Me gusta el fútbol, pero no llego al extremo de ser forofo de ningún equipo. De hecho, cambio de bando constantemente, algo que me sucede en el deporte y en otros muchos ámbitos de la vida. Cuando veo a un dirigente, entrenador o jugador de un equipo comportarse inadecuadamente, deseo que pierda estrepitosamente, que sufra una goleada humillante en su propio campo o que acumule ocho partidos consecutivos sin ganar, asomándose peligrosamente al abismo de perder la categoría.
Hace algunos años acostumbraba a ir al estadio del RCD Mallorca para ver perder al que entonces era mi equipo, que jugaba en primera división. Dejé de ir porque sufrir no es lo mío. Y porque en una grada del estadio había una horda de analfabetos funcionales sin civilizar, usualmente beodos o drogados, o ambas cosas, coreando insultos homófobos, algo que a mí me parecía poco deportivo e inapropiado para el contexto.
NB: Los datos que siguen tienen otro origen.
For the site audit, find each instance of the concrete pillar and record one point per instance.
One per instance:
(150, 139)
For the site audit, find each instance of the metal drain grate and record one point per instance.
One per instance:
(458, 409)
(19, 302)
Tengo al fútbol profesional por un reducto de corrupción generalizada, con amaño de partidos, árbitros comprados, maletines arriba y abajo y todo camuflado de práctica deportiva sana y provechosa. Sólo para los centenares de maleantes que se benefician de tan lucrativo negocio, trufado de delincuentes que raramente son investigados por la Justicia. El Mundial de Qatar 2022 me causa vergüenza ajena y me declaro objetor de conciencia. No pienso ver ni un minuto de ningún partido, tampoco de La Roja.
Pero después de oír al presidente de la FIFA, Gianni Infantino, líder de la mafia mundial, denunciando la doble moral de los europeos y afirmar que «tendríamos que pedir perdón por dar lecciones», entonces sí que me reafirmo en mi boicot a esta farsa travestida de deporte. Ojalá todos los partidos terminen sin goles.